System.Net.Http.HttpClient and System.Net.Http.HttpClientHandler in .NET Framework 4.5 implement IDisposable (via System.Net.Http.HttpMessageInvoker).

The using statement documentation says:

As a rule, when you use an IDisposable object, you should declare and instantiate it in a using statement.

This answer uses this pattern:

var baseAddress = new Uri("http://example.com");
var cookieContainer = new CookieContainer();
using (var handler = new HttpClientHandler() { CookieContainer = cookieContainer })
using (var client = new HttpClient(handler) { BaseAddress = baseAddress })
{
    var content = new FormUrlEncodedContent(new[]
    {
        new KeyValuePair<string, string>("foo", "bar"),
        new KeyValuePair<string, string>("baz", "bazinga"),
    });
    cookieContainer.Add(baseAddress, new Cookie("CookieName", "cookie_value"));
    var result = client.PostAsync("/test", content).Result;
    result.EnsureSuccessStatusCode();
}

But the most visible examples from Microsoft don't call Dispose() either explicitly or implicitly. For instance:

In the announcement's comments, someone asked the Microsoft employee:

After checking your samples, I saw that you didn't perform the dispose action on HttpClient instance. I have used all instances of HttpClient with using statement on my app and I thought that it is the right way since HttpClient implements the IDisposable interface. Am I on the right path?

His answer was:

In general that is correct although you have to be careful with "using" and async as they dont' really mix in .Net 4, In .Net 4.5 you can use "await" inside a "using" statement.

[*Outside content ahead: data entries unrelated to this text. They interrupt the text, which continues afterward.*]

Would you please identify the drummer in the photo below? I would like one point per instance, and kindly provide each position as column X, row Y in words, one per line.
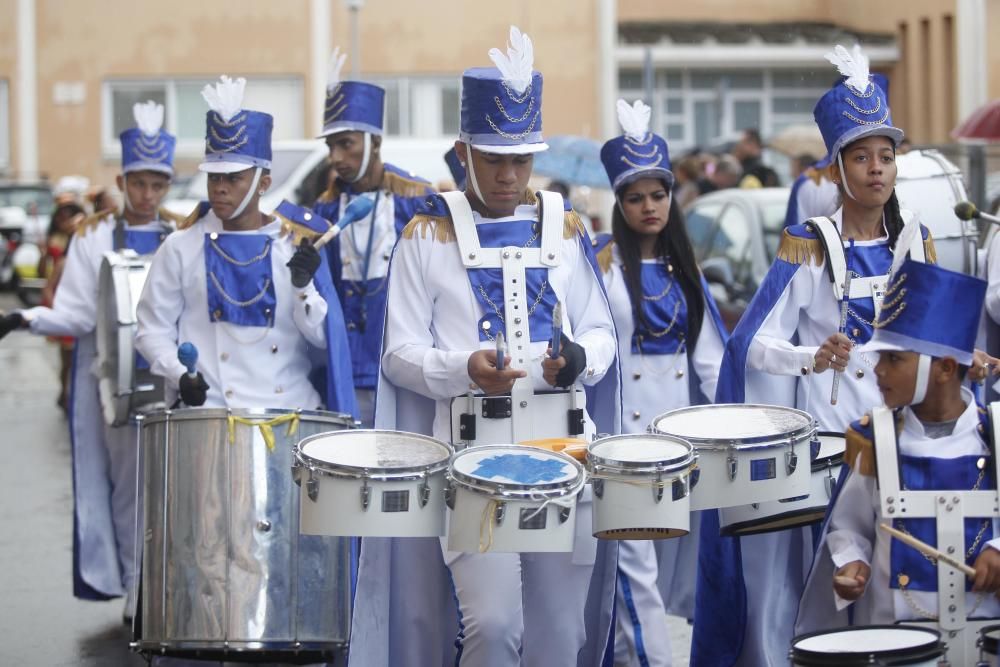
column 670, row 342
column 104, row 457
column 232, row 283
column 789, row 345
column 359, row 259
column 924, row 339
column 440, row 342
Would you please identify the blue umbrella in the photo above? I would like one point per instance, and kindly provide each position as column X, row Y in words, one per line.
column 572, row 160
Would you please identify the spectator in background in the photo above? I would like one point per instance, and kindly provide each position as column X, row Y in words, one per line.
column 748, row 151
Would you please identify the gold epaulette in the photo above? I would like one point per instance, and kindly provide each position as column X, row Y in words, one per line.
column 859, row 453
column 92, row 221
column 605, row 256
column 572, row 225
column 441, row 228
column 797, row 250
column 404, row 187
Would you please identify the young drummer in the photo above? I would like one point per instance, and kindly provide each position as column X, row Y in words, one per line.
column 924, row 338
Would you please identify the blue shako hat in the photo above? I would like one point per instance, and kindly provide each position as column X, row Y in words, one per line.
column 146, row 147
column 638, row 153
column 856, row 107
column 235, row 138
column 502, row 105
column 930, row 310
column 351, row 105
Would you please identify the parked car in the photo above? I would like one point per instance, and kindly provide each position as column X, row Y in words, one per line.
column 735, row 234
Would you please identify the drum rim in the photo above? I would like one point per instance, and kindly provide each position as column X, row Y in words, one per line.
column 807, row 430
column 197, row 414
column 931, row 649
column 618, row 466
column 506, row 490
column 344, row 471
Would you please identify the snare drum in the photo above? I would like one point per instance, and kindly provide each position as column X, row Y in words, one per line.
column 512, row 498
column 746, row 453
column 371, row 484
column 225, row 573
column 641, row 486
column 796, row 511
column 869, row 645
column 125, row 384
column 989, row 645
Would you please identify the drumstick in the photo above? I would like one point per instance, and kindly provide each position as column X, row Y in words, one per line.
column 929, row 551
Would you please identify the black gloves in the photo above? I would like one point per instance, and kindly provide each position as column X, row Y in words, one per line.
column 10, row 322
column 576, row 361
column 194, row 390
column 304, row 263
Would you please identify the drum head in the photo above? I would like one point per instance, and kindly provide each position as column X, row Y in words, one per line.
column 515, row 465
column 733, row 423
column 374, row 450
column 862, row 645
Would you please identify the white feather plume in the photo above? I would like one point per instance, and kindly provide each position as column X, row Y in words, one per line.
column 148, row 117
column 226, row 97
column 634, row 119
column 853, row 65
column 516, row 66
column 334, row 68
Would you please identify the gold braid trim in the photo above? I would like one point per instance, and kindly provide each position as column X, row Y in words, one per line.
column 572, row 225
column 796, row 250
column 441, row 228
column 605, row 256
column 92, row 221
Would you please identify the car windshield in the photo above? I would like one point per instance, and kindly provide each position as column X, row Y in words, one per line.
column 34, row 201
column 283, row 163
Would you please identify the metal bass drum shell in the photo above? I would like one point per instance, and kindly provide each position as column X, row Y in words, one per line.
column 225, row 573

Btw, you can reuse the same HttpClient as many times are [as] you like so typically you won't create/dispose them all the time.

The second paragraph is superfluous to this question, which is not concerned about how many times you can use an HttpClient instance, but about if it is necessary to dispose it after you no longer need it.

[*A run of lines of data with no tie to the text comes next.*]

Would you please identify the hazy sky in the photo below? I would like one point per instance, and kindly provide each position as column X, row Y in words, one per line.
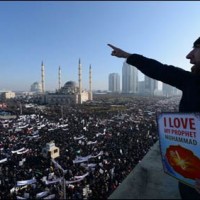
column 59, row 33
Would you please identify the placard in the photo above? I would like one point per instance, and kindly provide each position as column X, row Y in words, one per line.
column 179, row 135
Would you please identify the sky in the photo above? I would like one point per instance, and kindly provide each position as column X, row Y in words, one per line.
column 59, row 33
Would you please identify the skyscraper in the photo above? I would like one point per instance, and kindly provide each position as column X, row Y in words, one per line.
column 114, row 82
column 129, row 79
column 151, row 85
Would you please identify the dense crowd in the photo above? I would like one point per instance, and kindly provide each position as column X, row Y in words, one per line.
column 97, row 150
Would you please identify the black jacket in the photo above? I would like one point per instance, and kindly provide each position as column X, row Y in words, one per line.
column 185, row 81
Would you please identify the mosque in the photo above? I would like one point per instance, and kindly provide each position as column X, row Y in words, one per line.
column 69, row 93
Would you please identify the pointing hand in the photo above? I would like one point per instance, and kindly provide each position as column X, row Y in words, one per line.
column 118, row 52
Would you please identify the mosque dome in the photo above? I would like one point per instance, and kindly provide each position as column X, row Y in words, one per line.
column 69, row 87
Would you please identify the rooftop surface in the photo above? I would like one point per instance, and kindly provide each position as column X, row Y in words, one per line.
column 148, row 180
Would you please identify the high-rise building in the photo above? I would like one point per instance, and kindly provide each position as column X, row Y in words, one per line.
column 150, row 85
column 129, row 79
column 114, row 82
column 36, row 87
column 168, row 90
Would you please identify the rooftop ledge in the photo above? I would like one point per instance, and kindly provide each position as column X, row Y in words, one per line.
column 148, row 180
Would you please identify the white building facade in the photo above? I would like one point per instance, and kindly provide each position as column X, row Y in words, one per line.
column 114, row 82
column 129, row 79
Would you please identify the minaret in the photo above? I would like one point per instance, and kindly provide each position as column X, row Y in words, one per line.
column 79, row 82
column 42, row 74
column 59, row 78
column 90, row 83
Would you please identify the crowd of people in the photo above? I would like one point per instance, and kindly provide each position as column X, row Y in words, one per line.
column 97, row 150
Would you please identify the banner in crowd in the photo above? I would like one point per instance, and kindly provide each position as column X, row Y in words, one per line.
column 179, row 135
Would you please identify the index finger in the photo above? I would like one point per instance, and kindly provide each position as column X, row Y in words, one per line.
column 113, row 47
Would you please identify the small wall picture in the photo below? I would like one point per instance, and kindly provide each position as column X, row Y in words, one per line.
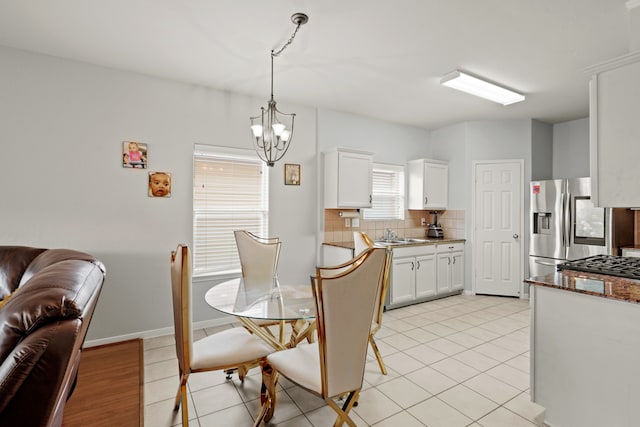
column 159, row 184
column 291, row 174
column 134, row 155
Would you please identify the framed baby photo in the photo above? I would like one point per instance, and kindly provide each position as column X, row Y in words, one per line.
column 134, row 155
column 159, row 184
column 291, row 174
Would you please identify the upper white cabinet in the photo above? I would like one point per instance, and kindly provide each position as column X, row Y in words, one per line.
column 428, row 184
column 347, row 179
column 614, row 131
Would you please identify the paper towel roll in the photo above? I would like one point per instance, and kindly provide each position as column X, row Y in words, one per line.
column 349, row 214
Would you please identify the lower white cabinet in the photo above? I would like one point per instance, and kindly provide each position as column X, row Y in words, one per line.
column 413, row 274
column 450, row 269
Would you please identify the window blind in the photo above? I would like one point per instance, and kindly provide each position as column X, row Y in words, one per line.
column 388, row 193
column 231, row 192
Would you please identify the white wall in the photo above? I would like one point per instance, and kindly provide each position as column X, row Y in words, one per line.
column 62, row 124
column 571, row 149
column 541, row 151
column 449, row 144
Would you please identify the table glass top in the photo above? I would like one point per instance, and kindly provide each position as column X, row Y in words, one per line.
column 259, row 299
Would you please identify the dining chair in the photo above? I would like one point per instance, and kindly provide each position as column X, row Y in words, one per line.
column 258, row 255
column 334, row 365
column 233, row 348
column 259, row 260
column 361, row 241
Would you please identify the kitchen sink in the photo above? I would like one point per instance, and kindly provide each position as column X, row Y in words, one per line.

(Update: in fact that second paragraph is the key to the answer, as provided below by @DPeden.)

So my questions are:

  1. Is it necessary, given the current implementation (.NET Framework 4.5), to call Dispose() on HttpClient and HttpClientHandler instances? Clarification: by "necessary" I mean if there are any negative consequences for not disposing, such as resource leakage or data corruption risks.

  2. If it's not necessary, would it be a "good practice" anyway, since they implement IDisposable?

  3. If it's necessary (or recommended), is this code mentioned above implementing it safely (for .NET Framework 4.5)?

  4. If these classes don't require calling Dispose(), why were they implemented as IDisposable?

  5. If they require, or if it's a recommended practice, are the Microsoft examples misleading or unsafe?

12
@Damien_The_Unbeliever, thank you for your feedback. Do you have any suggestions on how I could clarify the question? I want to know if it can lead to the issues generally associated with not disposing of resources, such as resource leakage and data corruption.Fernando Correia
@Damien_The_Unbeliever: Not true. In particular, stream writers must be disposed to have correct behavior.Stephen Cleary
@StephenCleary - what aspects are you thinking of? Certainly, you can call Flush on one after every write, and other than the inconvenience of it continuing to hold the underlying resources for longer than necessary, what won't occur that is required for "correct behavior"?Damien_The_Unbeliever
This is plain wrong: "As a rule, when you use an IDisposable object, you should declare and instantiate it in a using statement". I would read the documentation on the class implementing IDisposable always before deciding whether I should use a using for it. As the author of libraries where I implement IDisposable becuase need to release unmanged resources, i would be horrified if consumers created disposed an instance each time instead of re-using an existing instance. That is not to say don't dispose of instance eventually..markmnl
I have submitted a PR to microsoft to update their docs: github.com/dotnet/docs/pull/2470markmnl

12 Answers

279
votes

The general consensus is that you do not (should not) need to dispose of HttpClient.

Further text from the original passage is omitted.